Do you understand how CSRF works? Just think of it in terms of CSRF. Since the attacker is trying to infer page content, they don't care that the server rejects all the probing requests, so CSRF protection doesn't help you as the attacker carries out the BREACH/CRIME stuff. If the result of the attack is an inferred CSRF token, they then cap the whole exploit off with a (now working) actual CSRF attack.
I understand how the attack works, the question was about how a practical exploit would actually be carried out. I've figured out how one would issue GET requests from the right environment, but I don't know if the same is possible for POST.
No, you're missing that the original GET requests can be performed in some cases over HTTP, either by forgery or by surreptitiously spoofing the user's own browser into doing it. No need to have compromised the SSL/TLS.
How about having the CSRF token change with each request? If it's encrypted/signed by the server for each request with a random IV then it would be different in each request. It would be a bit more processing on the server (decrypt vs just HMAC verify) but it would be completely different each time. It seems kind of belt and suspenders as you're encrypting data within an encrypted channel but I think it gets around this issue.
If the CSRF token changes with each page view then opening a second page (perhaps an explanation for a form field) in a new tab/window would invalidate the form in the original tab/window.
Not necessarily. The token can be used to simply verify that the request came from a legit page and not cross site request. The encrypted CSRF need only be verified by the server to see if it's not expired. The server can store the expiration in the CSRF token itself (encrypted and signed). It does not need to maintain a list of the CSRF tokens.
I don't think so. Here's the snippet from the linked PDF[1]:
> DEFLATE [2] (the basis for gzip) takes advantage of repeated strings to shrink
the compressed payload, an attacker can use the the reflected URL parameter to
guess the secret one character at a time.
By encrypting the CSRF token (or any other "secret" data you want to roundtrip from server to client and back) with a random IV per request this wouldn't work. The value sent by the client would not be the same as the new token generated by the server (since each has a random IV). Even though the decrypted value of each token is the same, the values presented to the client in the response body are each different and not predictable (to the client).
Has anyone looked at mitigating the attack by changing the behavior of chunked transfer encoding?
Chunked Transfer encoding is basically padding that a server can easily control, without having to change content or behavior of a backend application. A web server could easily insert an order of magnitude more chunks, and randomly place them in the response stream.

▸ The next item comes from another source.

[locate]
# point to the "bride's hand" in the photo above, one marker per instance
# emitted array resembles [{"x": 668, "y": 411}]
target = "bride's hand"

I'm not sure I fully understand the proposed fix here, how does it differ from the application simply including random chunks of data inside the response?
This area of things isn't my strong suite, but assuming that this is analogous to just adding random data to the response, I believe that simply adding random data to the response can be worked around by doing more requests as using statistics to factor out the noise introduced.
I have seen random workarounds at the app level as well, where the app adds a random length HTML comment on the end of the page.
But if random can be statistically removed, then they shouldn't add a random amount. Maybe just track the max size of the returned response and always add enough to reach that max size. Therefore the lengths of all the pages will always be the same. This is still better than turning off compression completely. A typical max for a detail page in an app might just be the size of the page plus 256 bytes per app output field.
So, it seems that even if I encrypt everything, a lot of information is still present in the size of encrypted message; in case of VOIP, it's possible to guess speech that is being transferred over an encrypted transport, in the case of text, it's possible to figure out secrets if the attacker can modify an equally-sized part of the message.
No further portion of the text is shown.